The community engagement core aims to reduce health risks of residents in Maine who rely on domestic wells for water supply and who are exposed to arsenic, and other contaminants (Rn, U and Mn). The population relying on domestic wells in New England is subject to lifetime risks for lung and bladder cancers at a staggering 125 in 1 million, ranked second only to that of western states at 152 in 1 million. This risk is likely an underestimate because newer and more data from Maine and New Hampshire have found both higher As concentrations and a higher percentage of wells tested. In 17 towns of central Maine, the Columbia team has found that the percentage of domestic wells exceeding EPA MCL levels for As, Rn, U and Mn are 31%, 29%, 4% and 4%, respectively. Eight percent of well waters have As and Rn both exceeding MCLs. Arsenic testing and treatment will be promoted in this central Maine community before up scaling iin the state of Maine. Our goal is to establish a community engagement working model applicable for risk reduction of domestic well users in New England region, with the following specific aims:
Aim 1. Identify and engage community stakeholders. In year one, a community advisory committee will be formed to guide implementation.

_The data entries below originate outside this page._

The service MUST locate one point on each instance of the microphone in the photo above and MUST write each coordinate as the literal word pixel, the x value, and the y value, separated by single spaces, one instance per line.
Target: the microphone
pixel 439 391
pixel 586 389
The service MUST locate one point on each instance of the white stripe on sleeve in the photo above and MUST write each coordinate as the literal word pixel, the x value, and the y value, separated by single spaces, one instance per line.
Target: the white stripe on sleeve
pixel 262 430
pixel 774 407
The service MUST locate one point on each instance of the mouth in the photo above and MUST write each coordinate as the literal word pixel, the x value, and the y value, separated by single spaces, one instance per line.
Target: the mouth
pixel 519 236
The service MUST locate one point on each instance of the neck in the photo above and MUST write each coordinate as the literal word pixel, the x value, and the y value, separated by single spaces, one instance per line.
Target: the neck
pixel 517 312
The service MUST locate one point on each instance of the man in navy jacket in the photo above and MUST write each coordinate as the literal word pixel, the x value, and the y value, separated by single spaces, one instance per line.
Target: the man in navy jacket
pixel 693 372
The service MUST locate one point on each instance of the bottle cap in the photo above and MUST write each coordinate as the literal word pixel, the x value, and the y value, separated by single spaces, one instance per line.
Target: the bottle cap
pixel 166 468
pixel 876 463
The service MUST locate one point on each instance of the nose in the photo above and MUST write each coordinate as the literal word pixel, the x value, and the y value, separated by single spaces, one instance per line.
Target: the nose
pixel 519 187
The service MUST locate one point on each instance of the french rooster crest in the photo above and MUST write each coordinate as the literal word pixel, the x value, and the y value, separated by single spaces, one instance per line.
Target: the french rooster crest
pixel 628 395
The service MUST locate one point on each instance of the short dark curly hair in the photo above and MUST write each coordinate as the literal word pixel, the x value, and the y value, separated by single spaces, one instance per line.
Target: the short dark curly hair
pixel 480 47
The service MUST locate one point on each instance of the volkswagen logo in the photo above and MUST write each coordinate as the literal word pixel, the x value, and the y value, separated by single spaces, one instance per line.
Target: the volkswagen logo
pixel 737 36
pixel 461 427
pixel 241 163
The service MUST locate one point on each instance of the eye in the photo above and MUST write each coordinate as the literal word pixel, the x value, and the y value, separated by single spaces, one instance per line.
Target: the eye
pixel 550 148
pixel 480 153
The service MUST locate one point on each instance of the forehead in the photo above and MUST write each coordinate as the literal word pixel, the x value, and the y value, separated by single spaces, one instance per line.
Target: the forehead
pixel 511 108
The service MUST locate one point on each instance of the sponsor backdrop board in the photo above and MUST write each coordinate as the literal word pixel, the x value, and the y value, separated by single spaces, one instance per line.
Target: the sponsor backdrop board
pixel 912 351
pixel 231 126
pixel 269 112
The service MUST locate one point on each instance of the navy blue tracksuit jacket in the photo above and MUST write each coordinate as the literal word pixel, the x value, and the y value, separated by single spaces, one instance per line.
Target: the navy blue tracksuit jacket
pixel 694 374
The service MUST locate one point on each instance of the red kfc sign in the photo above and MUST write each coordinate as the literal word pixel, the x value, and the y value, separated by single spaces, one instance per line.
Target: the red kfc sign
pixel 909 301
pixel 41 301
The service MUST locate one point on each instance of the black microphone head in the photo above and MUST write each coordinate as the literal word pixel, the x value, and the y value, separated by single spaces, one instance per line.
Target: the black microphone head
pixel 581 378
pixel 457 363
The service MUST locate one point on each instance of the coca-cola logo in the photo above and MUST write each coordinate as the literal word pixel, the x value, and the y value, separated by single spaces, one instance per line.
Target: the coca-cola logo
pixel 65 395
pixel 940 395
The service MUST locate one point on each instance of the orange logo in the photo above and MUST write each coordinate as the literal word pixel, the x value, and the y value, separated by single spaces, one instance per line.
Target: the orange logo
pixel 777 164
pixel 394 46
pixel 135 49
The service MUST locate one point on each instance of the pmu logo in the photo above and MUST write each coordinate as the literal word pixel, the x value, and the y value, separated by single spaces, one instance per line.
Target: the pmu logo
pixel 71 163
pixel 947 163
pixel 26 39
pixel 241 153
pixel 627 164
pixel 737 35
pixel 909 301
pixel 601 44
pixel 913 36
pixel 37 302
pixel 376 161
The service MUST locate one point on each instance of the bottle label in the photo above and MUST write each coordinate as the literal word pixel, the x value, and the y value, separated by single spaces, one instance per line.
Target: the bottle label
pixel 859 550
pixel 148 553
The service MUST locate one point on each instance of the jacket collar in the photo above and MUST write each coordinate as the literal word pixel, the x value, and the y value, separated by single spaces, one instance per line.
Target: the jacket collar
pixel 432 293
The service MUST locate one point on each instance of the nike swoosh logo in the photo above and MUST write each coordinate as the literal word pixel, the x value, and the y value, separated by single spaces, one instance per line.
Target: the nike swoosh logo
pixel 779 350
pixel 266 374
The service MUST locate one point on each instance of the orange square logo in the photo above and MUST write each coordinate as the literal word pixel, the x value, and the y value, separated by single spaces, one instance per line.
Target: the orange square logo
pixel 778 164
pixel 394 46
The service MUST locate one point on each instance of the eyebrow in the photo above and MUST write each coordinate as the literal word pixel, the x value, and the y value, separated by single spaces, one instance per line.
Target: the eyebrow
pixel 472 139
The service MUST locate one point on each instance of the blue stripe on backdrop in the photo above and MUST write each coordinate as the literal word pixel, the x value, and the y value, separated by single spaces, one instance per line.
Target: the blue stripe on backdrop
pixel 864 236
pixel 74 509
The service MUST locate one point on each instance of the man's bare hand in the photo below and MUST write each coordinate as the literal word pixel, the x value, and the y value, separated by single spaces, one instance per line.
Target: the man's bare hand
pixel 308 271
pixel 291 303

Aim 2. Determine and reduce barriers for testing. By year five, the percentage of residents with private wells in central Maine who have their well water tested for arsenic will double compared to baseline.
Aim 3. Determine whether dissemination of well water As test results has influenced the homeowner's decision to treat for As and determine and reduce barriers for treatment. By year five. The percentage of residents with private wells in central Maine who treat their well water for arsenic will double Aim 4. Raise awareness in the communities of other hazards in their well water: Rn, U and Man. Deliverable: Innovative community participatory tools for delivering outreach to change the behavior of residents of Maine (and beyond) at risk from arsenic exposure will be developed, tested, implemented and evaluated.
The community participatory tools will likely go beyond risk communication to include social norms. They are easily adaptable for use by other Northeastern states with similar arsenic issues, and is also partly translatable to other well water contaminants (e.g. radon, uranium and manganese) that are naturally occurring.